Composing Workflows from DAGs
HTCondor DAGMan can compose large DAG workflows from various smaller sub-workflows defined in individual DAG files. This may be beneficial for the following reasons:
Easily incorporate pre-existing DAGs
Easily reuse a specific DAG sub-structure multiple times within a larger workflow
Encapsulate parts of DAG workflow into easier managed sub-parts
Dynamically create parts of the workflow (Sub-DAGs Only)
Retry multiple nodes as a unit (Sub-DAGs Only)
Short-circuit part of the workflow (Sub-DAGs Only)
There are two ways that DAGs can be nested within other DAGs:
- Sub-DAGs:
A Sub-DAG is a DAG that is submitted via condor_submit_dag and managed by a parent DAG as a single node.

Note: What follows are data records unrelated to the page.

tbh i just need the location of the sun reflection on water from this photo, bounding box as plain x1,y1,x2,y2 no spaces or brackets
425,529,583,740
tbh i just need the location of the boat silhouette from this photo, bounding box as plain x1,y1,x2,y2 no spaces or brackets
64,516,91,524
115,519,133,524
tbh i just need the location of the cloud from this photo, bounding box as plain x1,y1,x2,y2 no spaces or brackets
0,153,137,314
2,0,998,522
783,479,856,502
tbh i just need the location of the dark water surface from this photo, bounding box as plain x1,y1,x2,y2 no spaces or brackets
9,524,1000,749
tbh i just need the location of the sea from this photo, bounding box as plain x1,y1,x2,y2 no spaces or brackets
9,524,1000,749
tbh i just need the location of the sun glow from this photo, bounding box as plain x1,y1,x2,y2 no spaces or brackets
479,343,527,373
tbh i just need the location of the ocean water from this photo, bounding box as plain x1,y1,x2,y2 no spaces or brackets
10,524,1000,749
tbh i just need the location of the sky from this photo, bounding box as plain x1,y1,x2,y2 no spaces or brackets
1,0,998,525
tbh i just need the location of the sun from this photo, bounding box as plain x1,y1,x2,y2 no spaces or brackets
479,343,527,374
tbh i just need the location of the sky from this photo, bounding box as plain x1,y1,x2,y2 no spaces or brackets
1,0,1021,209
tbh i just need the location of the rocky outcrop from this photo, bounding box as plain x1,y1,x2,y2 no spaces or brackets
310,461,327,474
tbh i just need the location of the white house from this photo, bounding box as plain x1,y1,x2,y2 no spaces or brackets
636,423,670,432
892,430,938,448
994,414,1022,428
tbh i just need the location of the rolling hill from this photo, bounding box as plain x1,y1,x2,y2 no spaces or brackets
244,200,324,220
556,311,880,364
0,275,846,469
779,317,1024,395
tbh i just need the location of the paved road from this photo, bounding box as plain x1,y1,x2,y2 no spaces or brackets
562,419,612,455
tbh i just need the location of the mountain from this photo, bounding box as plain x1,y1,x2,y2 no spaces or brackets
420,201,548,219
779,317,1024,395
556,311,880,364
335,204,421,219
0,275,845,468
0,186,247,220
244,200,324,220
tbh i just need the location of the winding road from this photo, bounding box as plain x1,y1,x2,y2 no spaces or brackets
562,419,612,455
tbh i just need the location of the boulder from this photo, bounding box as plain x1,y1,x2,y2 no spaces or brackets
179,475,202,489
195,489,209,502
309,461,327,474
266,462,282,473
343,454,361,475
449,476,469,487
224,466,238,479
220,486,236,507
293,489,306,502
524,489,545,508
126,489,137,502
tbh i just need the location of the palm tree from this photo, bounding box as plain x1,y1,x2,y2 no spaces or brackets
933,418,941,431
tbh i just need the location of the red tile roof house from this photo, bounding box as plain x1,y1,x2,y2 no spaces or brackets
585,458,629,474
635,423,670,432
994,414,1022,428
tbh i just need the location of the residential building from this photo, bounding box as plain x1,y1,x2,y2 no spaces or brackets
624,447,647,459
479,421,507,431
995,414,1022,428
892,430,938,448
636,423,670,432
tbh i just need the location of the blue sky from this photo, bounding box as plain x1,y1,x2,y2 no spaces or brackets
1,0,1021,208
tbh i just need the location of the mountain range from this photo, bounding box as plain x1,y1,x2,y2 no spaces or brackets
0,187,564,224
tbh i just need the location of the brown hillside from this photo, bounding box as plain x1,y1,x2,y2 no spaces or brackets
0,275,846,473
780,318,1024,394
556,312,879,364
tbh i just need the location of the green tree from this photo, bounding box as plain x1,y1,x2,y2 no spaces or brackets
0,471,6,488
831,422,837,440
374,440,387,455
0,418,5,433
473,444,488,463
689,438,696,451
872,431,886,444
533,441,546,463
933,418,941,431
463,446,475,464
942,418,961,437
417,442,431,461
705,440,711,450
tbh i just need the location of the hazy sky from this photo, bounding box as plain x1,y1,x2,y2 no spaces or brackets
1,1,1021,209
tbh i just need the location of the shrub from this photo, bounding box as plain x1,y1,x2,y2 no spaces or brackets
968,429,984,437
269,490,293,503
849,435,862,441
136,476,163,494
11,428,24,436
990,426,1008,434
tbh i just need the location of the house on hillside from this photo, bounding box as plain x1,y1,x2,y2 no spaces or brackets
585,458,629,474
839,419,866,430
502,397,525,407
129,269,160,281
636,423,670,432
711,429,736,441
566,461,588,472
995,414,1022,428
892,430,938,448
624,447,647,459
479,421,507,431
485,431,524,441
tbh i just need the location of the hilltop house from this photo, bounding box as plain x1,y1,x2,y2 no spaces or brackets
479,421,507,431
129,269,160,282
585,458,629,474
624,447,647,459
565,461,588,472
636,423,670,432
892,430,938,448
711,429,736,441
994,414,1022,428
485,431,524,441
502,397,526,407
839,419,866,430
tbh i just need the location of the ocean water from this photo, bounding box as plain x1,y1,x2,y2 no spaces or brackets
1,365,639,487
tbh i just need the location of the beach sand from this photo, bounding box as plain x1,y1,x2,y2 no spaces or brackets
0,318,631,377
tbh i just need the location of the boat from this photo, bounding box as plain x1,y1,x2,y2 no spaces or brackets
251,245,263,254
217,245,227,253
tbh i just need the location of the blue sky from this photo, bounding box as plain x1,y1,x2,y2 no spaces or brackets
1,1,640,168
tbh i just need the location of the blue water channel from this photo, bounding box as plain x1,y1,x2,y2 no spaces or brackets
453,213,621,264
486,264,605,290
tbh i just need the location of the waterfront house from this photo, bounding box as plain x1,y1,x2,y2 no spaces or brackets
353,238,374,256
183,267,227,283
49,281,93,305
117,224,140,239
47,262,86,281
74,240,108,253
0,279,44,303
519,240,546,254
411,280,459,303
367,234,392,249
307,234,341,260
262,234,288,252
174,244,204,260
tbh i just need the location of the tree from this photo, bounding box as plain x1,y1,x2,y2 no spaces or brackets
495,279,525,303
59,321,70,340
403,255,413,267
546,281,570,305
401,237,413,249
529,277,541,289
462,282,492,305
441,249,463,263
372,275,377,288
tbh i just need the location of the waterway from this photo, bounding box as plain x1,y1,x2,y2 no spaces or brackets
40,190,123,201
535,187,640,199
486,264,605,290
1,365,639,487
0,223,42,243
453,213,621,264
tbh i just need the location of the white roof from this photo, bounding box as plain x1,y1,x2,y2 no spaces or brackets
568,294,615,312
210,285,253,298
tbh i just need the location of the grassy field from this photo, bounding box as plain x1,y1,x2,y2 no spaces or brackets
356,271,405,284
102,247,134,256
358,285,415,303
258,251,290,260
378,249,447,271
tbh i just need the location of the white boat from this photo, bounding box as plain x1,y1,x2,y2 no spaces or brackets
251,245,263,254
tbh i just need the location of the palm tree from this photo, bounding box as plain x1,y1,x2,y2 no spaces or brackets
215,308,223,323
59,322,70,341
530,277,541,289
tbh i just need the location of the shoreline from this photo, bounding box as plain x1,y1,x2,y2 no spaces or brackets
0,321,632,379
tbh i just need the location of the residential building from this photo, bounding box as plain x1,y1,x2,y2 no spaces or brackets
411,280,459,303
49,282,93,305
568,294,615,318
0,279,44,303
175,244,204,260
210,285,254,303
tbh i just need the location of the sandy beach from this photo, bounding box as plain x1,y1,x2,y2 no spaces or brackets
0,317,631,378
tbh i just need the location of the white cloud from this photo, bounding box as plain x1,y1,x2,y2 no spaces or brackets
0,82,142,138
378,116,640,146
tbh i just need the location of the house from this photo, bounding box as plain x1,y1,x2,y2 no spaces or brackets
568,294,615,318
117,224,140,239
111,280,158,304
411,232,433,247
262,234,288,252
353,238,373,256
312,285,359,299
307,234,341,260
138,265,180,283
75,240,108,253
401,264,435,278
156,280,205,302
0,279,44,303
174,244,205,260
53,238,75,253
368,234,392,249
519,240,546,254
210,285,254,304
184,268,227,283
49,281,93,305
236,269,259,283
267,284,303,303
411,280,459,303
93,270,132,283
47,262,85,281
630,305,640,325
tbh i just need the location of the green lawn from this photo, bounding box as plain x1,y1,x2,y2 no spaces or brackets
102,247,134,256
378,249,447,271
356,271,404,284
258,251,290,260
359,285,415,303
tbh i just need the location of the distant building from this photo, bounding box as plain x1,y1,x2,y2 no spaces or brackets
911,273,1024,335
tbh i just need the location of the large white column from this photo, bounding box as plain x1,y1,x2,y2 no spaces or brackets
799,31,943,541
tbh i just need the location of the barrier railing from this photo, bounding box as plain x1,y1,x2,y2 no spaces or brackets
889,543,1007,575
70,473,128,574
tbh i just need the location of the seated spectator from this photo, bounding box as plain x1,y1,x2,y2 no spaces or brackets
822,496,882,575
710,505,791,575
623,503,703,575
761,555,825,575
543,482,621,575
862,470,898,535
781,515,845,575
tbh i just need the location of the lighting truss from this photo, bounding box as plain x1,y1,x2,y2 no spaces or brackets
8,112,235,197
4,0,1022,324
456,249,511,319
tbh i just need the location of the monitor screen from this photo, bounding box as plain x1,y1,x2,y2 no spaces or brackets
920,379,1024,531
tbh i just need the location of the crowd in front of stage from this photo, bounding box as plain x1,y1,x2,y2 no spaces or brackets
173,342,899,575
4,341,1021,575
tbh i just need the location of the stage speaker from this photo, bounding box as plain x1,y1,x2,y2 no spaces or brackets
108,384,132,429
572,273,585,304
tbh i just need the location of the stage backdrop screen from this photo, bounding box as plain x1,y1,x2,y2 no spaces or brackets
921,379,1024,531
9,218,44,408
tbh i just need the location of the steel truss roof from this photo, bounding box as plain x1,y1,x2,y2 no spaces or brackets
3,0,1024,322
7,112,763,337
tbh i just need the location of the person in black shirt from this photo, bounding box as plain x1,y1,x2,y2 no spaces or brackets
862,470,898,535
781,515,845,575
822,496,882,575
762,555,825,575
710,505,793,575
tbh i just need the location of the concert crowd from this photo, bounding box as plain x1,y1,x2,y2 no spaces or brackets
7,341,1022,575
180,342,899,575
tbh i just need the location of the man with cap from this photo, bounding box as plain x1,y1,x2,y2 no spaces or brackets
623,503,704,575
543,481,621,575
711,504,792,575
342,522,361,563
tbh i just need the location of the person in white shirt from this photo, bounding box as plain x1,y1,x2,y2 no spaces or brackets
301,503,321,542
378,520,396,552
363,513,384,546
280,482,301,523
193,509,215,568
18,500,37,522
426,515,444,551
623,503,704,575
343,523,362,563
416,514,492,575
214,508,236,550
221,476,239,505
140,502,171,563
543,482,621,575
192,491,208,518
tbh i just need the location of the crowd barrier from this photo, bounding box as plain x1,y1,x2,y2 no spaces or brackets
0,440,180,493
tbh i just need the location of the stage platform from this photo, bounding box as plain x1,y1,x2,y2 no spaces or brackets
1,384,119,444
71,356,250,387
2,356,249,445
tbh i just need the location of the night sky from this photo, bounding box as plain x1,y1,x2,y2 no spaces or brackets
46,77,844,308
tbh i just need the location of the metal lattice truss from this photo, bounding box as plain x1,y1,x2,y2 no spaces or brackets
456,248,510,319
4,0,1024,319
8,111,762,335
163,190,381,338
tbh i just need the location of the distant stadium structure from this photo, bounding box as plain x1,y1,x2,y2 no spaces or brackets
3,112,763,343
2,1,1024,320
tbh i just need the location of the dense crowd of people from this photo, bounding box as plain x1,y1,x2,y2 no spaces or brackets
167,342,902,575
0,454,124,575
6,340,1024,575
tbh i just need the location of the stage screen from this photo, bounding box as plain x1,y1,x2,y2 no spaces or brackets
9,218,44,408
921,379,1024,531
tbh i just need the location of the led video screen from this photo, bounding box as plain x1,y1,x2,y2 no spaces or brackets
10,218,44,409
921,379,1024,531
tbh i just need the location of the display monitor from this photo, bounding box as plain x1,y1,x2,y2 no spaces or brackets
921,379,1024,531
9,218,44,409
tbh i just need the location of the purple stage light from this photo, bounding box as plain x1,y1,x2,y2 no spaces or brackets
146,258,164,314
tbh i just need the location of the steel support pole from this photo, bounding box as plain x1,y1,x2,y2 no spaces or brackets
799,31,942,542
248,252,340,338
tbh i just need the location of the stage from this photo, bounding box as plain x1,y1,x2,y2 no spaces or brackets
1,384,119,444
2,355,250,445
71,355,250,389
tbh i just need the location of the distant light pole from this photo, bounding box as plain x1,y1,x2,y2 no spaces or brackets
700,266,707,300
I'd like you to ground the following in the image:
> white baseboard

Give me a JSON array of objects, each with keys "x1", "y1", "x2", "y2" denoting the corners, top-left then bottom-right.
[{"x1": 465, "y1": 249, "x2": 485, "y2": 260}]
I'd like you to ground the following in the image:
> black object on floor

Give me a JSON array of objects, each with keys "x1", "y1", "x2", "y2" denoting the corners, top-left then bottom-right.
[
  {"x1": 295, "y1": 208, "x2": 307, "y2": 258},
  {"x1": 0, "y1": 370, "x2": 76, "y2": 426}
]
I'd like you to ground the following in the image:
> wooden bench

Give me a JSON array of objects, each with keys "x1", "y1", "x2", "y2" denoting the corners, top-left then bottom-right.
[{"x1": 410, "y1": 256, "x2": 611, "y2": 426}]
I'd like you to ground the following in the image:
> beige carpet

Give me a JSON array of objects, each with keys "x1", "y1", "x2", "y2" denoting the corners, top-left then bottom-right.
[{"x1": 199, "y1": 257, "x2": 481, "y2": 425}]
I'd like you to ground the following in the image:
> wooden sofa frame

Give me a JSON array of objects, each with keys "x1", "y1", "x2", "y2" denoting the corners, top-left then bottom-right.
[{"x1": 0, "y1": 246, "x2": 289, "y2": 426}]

Each Sub-DAG has its own condor_dagman job submitted to the HTCondor queue that executes on the Access Point. As a result, scalability is a concern because a DAG comprised of hundreds to thousands of Sub-DAGs can overload the Access Point and its resources (i.e. memory, disk, cpu, etc.).
- Splices:
A Splice is a DAG that has all of its nodes directly incorporated to its parent DAG. Meaning all splices get merged into a single condor_dagman job reducing the stress and resource consumption on the Access Point.
Note
Sub-DAGs and Splices can be combined in a single workflow, and to any depth, but be careful to avoid recursion which will cause problems.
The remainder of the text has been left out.